Starace: "Il ritiro è un dramma sia per i calciatori che per lo staff. A Molveno ricordo bellissimo"
Tommaso Starace, storico magazziniere del Napoli e autentico punto di riferimento dello spogliatoio azzurro, ha condiviso le sue sensazioni in vista del ritiro estivo che la squadra di Massimiliano Allegri svolgerà a Dimaro dal 17 al 27 luglio. Intervenuto ai microfoni di Stile TV, ha parlato con il consueto tono ironico delle difficoltà che accompagnano ogni preparazione estiva, sottolineando come anche per lo staff si tratti di un periodo impegnativo, lontano dagli affetti e caratterizzato da ritmi intensi. Nonostante avesse pensato di portare con sé la nipote, Starace ha spiegato che probabilmente resterà in Trentino solo nei primi giorni.
I ricordi di Molveno e il legame con il Napoli
"Avevo pensato di portare mia nipote quest’anno in ritiro col Napoli. Credo che andrò ad inizio ritiro, un paio di giorni. I ritiri sono sempre uguali, ci sono gli stessi problemi, distanti da casa, bisogna lasciare i figli e vivere con i ragazzi. E’ un dramma per tutti, i calciatori devono correre, perdere perso e noi dobbiamo stare lontani dalla famiglia. Ricordo che freddo a Brusson".

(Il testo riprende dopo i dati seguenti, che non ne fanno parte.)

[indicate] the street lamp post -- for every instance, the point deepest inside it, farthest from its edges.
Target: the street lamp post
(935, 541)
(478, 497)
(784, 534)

Il magazziniere azzurro ha poi ripercorso alcuni dei momenti più significativi vissuti durante i ritiri del passato, soffermandosi sull'esperienza di Molveno, rimasta impressa soprattutto per il clima familiare che si respirava. "A Molveno fu bello, un lago bellissimo, quello fu un bellissimo ritiro. Di Molveno ho un bellissimo ricordo dal punto di vista umano, c’era il medico del paese che veniva a fare le pulizie negli spogliatoi, oggi non sarebbe possibile una cosa del genere. C’era Ranieri come allenatore, il nostro lord, era il primo anno senza Maradona. Sono legato a tutti gli allenatori che sono passati a Napoli. Sono legato a tutti i calciatori".